Continuously engage with teams in meaningful ways
With workforces more spread than ever, it has never been more important to communicate regularly with teams. Anything from daily ‘stand up’ huddles to weekly and monthly gatherings can help employees feel included, heard and engaged.

Working through times of uncertainty and growth will bring about challenges, and leaders should share these with team members alongside the bigger vision, including clear objectives for when there are failures or misses. Business scaling is an iterative process, so leaders should gather team members and learn from the failures together without recrimination. This will help businesses move forward cohesively.
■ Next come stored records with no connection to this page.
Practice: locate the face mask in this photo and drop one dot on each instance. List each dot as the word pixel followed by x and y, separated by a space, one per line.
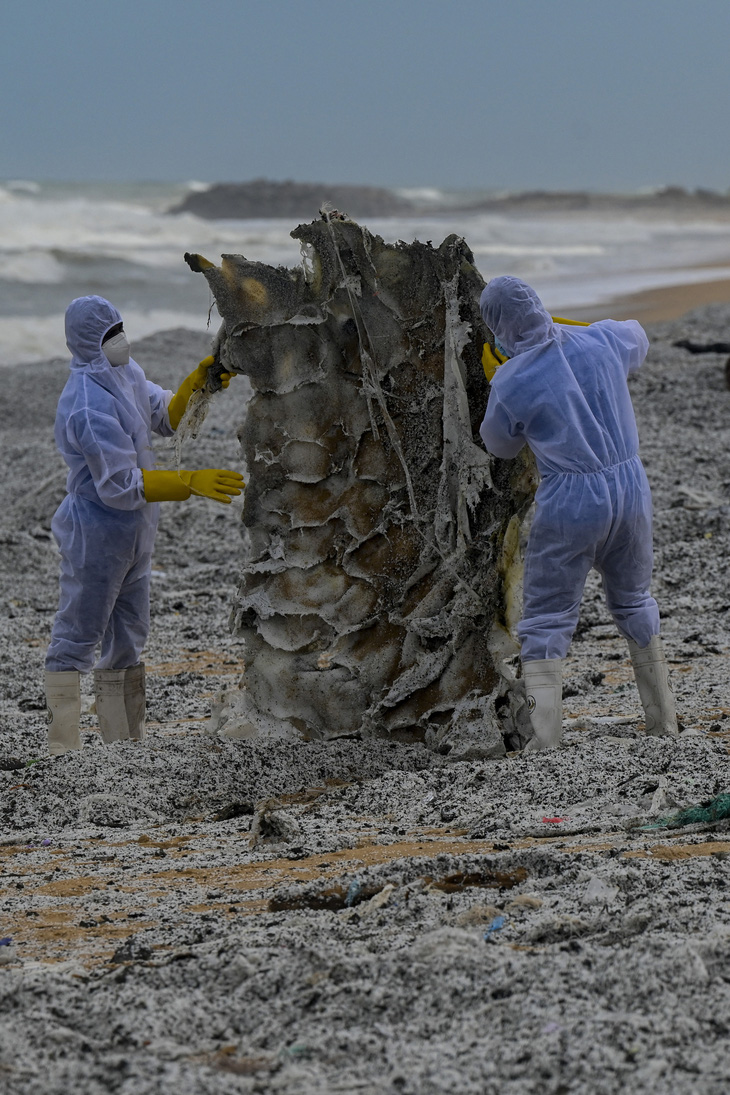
pixel 116 349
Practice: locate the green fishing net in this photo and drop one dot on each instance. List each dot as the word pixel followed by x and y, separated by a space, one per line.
pixel 713 810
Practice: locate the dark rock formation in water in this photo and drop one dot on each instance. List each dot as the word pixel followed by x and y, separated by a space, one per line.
pixel 263 197
pixel 381 565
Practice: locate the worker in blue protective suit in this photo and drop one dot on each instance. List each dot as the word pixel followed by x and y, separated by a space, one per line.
pixel 106 523
pixel 564 392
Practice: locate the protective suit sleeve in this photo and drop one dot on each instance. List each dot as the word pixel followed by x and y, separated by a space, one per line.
pixel 627 338
pixel 500 435
pixel 111 457
pixel 159 403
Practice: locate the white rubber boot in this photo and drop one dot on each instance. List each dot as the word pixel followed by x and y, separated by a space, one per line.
pixel 120 703
pixel 651 673
pixel 543 683
pixel 135 701
pixel 64 703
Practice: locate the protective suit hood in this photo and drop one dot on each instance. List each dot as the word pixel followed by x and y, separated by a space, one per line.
pixel 514 313
pixel 88 319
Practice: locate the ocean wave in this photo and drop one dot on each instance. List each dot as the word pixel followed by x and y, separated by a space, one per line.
pixel 32 267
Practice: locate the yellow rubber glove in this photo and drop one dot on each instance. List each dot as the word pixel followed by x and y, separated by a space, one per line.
pixel 569 323
pixel 215 483
pixel 193 383
pixel 164 486
pixel 490 360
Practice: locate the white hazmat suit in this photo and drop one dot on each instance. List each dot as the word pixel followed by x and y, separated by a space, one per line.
pixel 106 523
pixel 104 527
pixel 564 392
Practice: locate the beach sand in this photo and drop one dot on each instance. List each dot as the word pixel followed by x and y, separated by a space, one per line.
pixel 195 915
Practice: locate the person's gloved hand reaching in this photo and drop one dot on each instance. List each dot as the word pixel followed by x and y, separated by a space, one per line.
pixel 193 383
pixel 217 483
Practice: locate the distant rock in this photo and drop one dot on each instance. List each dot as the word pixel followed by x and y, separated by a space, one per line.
pixel 297 202
pixel 266 198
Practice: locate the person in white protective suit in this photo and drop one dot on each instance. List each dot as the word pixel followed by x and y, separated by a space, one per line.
pixel 564 392
pixel 106 523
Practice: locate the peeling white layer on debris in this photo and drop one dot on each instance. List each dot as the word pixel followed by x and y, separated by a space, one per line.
pixel 372 597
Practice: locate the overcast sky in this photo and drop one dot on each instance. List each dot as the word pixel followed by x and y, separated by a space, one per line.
pixel 603 94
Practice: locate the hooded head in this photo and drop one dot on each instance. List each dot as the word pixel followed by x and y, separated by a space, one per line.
pixel 514 313
pixel 88 319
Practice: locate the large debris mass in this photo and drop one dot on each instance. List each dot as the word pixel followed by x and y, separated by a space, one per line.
pixel 381 537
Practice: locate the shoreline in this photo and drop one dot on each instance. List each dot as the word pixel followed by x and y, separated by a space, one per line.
pixel 660 304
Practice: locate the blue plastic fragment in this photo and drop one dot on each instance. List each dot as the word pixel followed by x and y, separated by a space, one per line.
pixel 352 892
pixel 496 925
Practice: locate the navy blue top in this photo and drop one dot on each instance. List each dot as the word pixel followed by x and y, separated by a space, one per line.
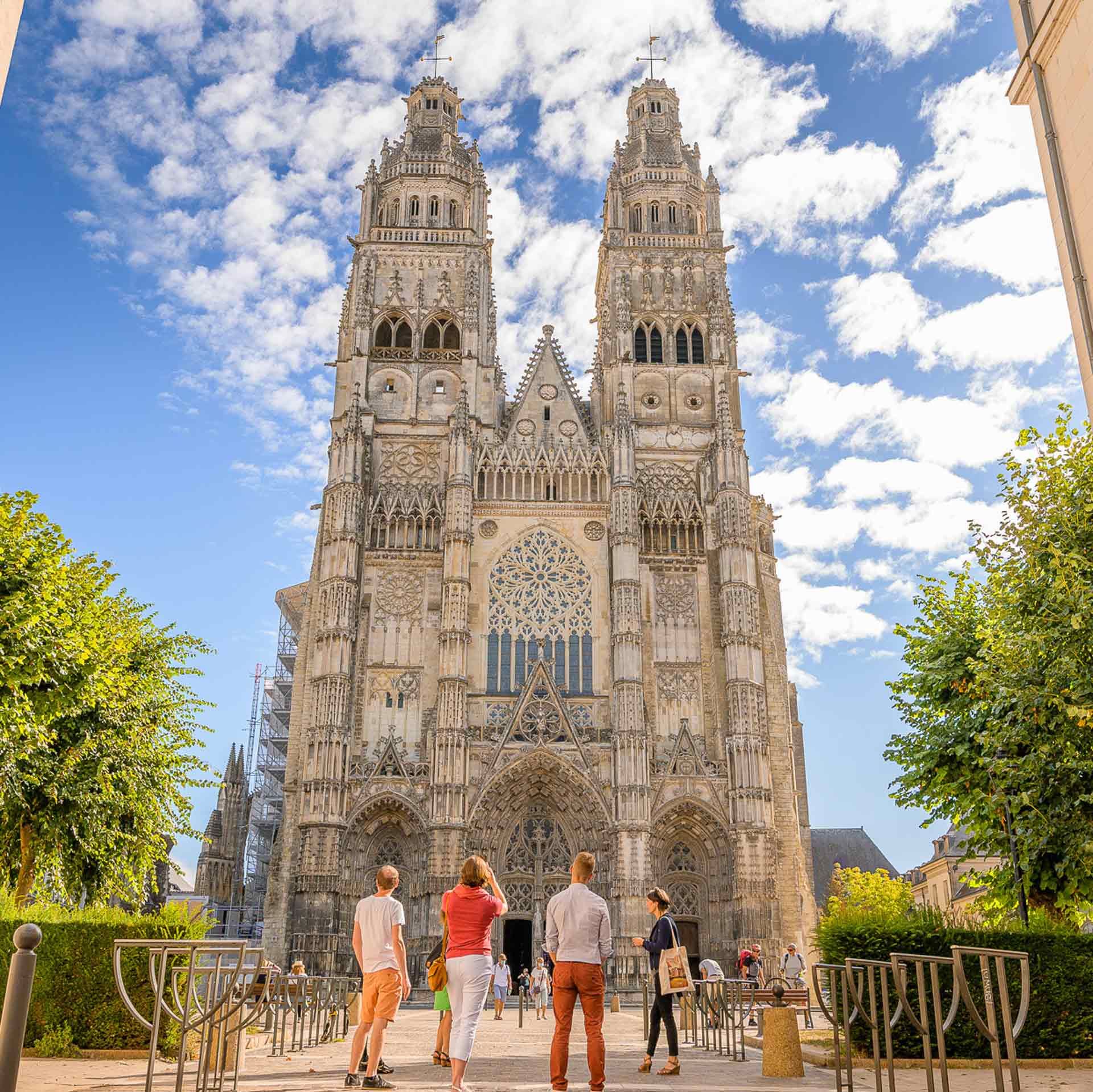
pixel 660 937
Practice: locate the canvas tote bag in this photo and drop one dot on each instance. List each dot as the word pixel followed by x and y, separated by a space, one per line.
pixel 437 968
pixel 675 971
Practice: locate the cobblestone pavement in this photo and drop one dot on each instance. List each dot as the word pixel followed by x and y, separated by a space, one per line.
pixel 506 1057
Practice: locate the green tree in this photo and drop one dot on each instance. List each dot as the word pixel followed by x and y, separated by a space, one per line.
pixel 97 730
pixel 997 690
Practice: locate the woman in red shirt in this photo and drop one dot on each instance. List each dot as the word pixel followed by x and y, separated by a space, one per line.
pixel 471 911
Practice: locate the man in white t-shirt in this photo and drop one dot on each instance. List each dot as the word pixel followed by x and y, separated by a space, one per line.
pixel 501 981
pixel 382 955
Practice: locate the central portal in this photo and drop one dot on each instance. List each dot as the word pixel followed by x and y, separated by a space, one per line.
pixel 517 946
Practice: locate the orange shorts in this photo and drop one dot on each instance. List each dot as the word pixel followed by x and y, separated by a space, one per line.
pixel 381 995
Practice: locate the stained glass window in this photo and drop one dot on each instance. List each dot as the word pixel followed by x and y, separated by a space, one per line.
pixel 540 600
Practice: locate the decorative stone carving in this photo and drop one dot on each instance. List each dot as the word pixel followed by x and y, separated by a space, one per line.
pixel 676 600
pixel 399 597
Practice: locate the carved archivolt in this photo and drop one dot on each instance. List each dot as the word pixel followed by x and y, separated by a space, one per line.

People on the ground can see things that leaders cannot. They are always the biggest asset, so leaders should celebrate their wins, recognise their contributions and seek their open feedback. Scaling, new working practices or new products are much more likely to be successful when those in leadership engage with teams meaningfully.

Keep a top-down view
The strategy at the top should set the tone for the company. As mentioned, much of this tone stems from the compelling “why” that gets people out of bed in the morning. But this will then filter through to other fundamentals such as who to serve, what pain to solve, how and where it is done and the “how much” of the offering and brand promise. Scaling, reshaping or resizing a business requires a high-level, top-down view. Working across different departments helps leaders to be clearer on their company’s culture, values and above all, who and what to say “yes” to. When shaping or resizing a business, it’s essential for leaders to use a top-down perspective to reconfigure around the “why” that started it all.

Invest in a support system
It is commonly said that many leaders feel isolated and experience being “lonely at the top”. Finding the right support system that enables them to work ON their business and not IN it is key to remaining effective as businesses evolve. The past 18 months has demonstrated the necessity of a support system within companies, including one for leaders. HR is imperative in facilitating this and has a large role in ensuring that it does not get lost within growing business operations.

One way for leaders to build a support network is to work with a business mentor, someone with a proven track record and who will stand firm as a friend of your business. Mentors help probe into decisions and operations and offer fresh perspectives on challenges.

Scaling up a business is certainly not for the fainthearted. It requires leaders to have dedicated focus, keep an eye on the overarching vision, work with teams across business functions and invest in robust support systems. However, doing this places businesses in a much stronger position for successful resizing and reshaping.